Black Yogis Exist and Yes, We Matter
PHOTO: DEUN IVORY
I attended my first yoga class in an attempt to “find myself”. My daughters were young, no more than five or six years old, and a friend warned me to begin to practice self care before I lost myself.
Too late.
My body clenched as I arrived at a busy 24 Hour Fitness in mid-city Los Angeles. The size of the gym, the trendy workout attire, and the baffling equipment nearly sent me running back to my car. Finding myself would have to wait.
Then she walked past me. A black yogi.
I didn’t realize at the time that she was the instructor for the class I was planning to attend. I was struck by her posture, her confidence, and the effortless way she owned the space around her. I followed her like a pleasant scent. If self-care meant that I could walk like that, sign me up!
The classroom was full of other black yogis. Different shapes, sizes, and skin tones, but all with a hint of that confidence. That swag. And I needed some swag. Desperately.
After overcoming the standard gym anxieties of finding a place to lay my mat, not making too much noise, and praying that I did not stand out like a sore thumb, I followed her instructions to sit cross-legged on my mat, and proceeded to do something no other workout had ever asked of me: To be still, and to be present.
The rest of the class was a series of challenges coupled with encouragement, but always asking me to trust myself, to push myself, and to be intentional. I was asked to suspend disbelief and to transcend.
Following that class I attended multiple classes a week hoping to strengthen that small piece of self I’d found sitting on my yoga mat for the first time, and I did.
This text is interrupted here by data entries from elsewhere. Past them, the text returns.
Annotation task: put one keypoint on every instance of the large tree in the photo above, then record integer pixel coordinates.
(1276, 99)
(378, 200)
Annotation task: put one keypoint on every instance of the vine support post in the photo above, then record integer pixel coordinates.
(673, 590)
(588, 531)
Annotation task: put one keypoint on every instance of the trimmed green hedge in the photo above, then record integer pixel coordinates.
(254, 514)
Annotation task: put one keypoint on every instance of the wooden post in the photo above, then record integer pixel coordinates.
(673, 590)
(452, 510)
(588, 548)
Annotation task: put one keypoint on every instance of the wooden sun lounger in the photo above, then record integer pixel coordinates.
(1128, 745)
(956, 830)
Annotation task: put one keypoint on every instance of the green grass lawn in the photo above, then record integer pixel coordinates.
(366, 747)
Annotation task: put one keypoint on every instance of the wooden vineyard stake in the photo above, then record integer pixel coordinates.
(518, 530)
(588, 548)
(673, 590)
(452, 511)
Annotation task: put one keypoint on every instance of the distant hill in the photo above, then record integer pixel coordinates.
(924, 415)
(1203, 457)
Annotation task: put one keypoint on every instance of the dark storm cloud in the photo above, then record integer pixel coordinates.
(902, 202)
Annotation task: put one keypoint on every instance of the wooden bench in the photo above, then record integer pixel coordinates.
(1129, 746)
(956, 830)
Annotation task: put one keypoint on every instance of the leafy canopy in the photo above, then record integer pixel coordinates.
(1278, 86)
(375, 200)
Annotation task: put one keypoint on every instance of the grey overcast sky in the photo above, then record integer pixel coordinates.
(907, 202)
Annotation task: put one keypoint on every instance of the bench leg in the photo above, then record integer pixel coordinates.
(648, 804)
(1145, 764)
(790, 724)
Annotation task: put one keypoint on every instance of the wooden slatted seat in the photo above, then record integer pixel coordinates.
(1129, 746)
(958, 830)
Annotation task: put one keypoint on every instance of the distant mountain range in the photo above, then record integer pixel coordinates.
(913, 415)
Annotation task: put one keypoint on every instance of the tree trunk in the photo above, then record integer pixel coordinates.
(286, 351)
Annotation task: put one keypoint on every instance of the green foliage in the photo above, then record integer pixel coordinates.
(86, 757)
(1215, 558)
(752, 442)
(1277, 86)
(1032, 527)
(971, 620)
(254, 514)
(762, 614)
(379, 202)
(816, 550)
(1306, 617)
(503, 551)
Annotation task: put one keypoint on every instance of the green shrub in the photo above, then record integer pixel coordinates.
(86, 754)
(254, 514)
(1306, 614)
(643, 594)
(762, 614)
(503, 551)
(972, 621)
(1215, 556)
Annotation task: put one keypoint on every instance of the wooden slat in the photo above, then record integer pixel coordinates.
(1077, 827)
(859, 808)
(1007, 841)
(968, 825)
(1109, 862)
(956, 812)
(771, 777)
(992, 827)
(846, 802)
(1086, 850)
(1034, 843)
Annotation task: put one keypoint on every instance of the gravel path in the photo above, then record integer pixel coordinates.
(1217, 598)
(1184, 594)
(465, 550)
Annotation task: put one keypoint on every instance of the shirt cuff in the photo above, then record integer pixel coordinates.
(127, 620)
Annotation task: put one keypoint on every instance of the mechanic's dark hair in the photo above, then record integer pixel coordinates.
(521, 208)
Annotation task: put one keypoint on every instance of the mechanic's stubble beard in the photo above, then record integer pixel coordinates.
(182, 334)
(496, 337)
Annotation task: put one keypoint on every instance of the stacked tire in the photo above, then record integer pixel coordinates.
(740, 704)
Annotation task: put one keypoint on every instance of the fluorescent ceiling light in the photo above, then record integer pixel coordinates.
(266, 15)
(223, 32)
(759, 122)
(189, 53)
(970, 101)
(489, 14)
My downward dog improved, my awareness of what was happening in my hips and my pinky toes increased, but with this development came another realization.
Why weren’t there more black people in these studios?
I began to pay closer attention to the dynamics surrounding these classes. The first and most obvious barrier was cost. Many of the families I knew, especially those who would benefit the most from the practice of yoga and meditation, viewed the cost of gym memberships, attire, and equipment as luxuries, and they are. Health is a lucrative industry, making it accessible to those who hold the most privilege. The problem is that the elements of stillness and mindfulness that are found in yoga are also key to everyone’s wellness, which makes this barrier a form of injustice.
The second barrier was the shortage of instructors who looked, spoke, and moved like them. Now that I was paying closer attention, I realized that I could attend nearly any yoga class for the physical exercise, but the classes where I made the mind-body-spirit connection were led by black women. Maybe there was something magical about the way they moved, or familiar about the way they spoke. It could’ve even been the validation of knowing that they had to surpass the same barriers that I did to get to their mat. Whatever the reason, to this day, nine years later, I find this to remain true. I no longer attend large gym setting yoga classes. I seek black instructors in small studios. By doing this I have found a tribe of black yogis, like me. We come to class with various shades of swag, each aspiring to do our personal best on that day. We share more than space, we share experiences, and we bring that with us as we chant in unison, as we help to align each other’s chakras, and as we disprove the notion that black people “do not do yoga.”
The third barrier is a lack of knowledge about the practice of yoga in Africa. Western civilization primarily focuses on the yoga practices found in India, disregarding evidence that supports that similar postures were used for meditation and spiritual practice in ancient and modern African civilizations. Through paintings, sculptures, and even current pictures of rituals that continue to be practiced in modern Africa, we see that plow pose, wheel pose, and other popular and well known yoga positions have been integral in the lives of African people since early civilization. Still, we are told that yoga is primarily a white practice.
In order to correct this myth, black yogis will have to expand their practice into a movement. Small, community based, and black owned yoga studios must be supported by the communities they serve in order to employ black yogis, and to reignite the practice of yoga and meditation in people of African descent, especially here in the United States. Practicing yogis will need to appeal to their family members and loved ones, challenging the myths they have heard about practicing yoga with the truth about our internal power. Cost can be creatively managed using the many technological tools at our disposal, making it possible for black families to sit in meditation in the sanctity of their own living rooms.
Looking back, I realize that I did not just find myself on that yoga mat nine years ago; I found my history and I found my tribe. I shudder to think about the turn I may have taken had that black yogi not crossed my path that day. Would I have returned to my car and struggled on in search of a self that I wasn’t convinced existed? Would I have believed that mindfulness and meditation were luxuries for white people?
Thankfully I will never have to answer those questions. Thankfully we have the opportunity to send millions of black yogis into the world.